Караулова вздохнула слегка, качнула головой, блеснув золотыми обручами серёг, и просто добавила:

— Двугривенный я тут уронила, поднять можно?

Все молчали и глядели, пока Караулова, перегнувшись, поднимала монету со скользкого пола.

— Ну, а вы-то, — с горечью обратился председатель к Пустошкиной и Кравченко, — вы-то согласны принять присягу?

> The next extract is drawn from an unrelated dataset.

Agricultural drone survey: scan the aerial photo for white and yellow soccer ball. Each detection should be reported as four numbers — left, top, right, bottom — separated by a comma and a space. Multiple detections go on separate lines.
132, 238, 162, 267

— Мы-то согласны… — ответила Кравченко, плача. — А она нет!

— Господин председатель! — поднялся прокурор, строгий и величественный. — Ввиду того что многие случаи, сообщённые здесь свидетельницей Карауловой, вполне подходят под понятие кощунства, я как представитель прокурорского надзора желал бы знать, не помнит ли она имён?..

— Ну, какое там кощунство! — ответила Караулова. — Просто пьяны были. Да и не помню я, — разве всех упомнишь?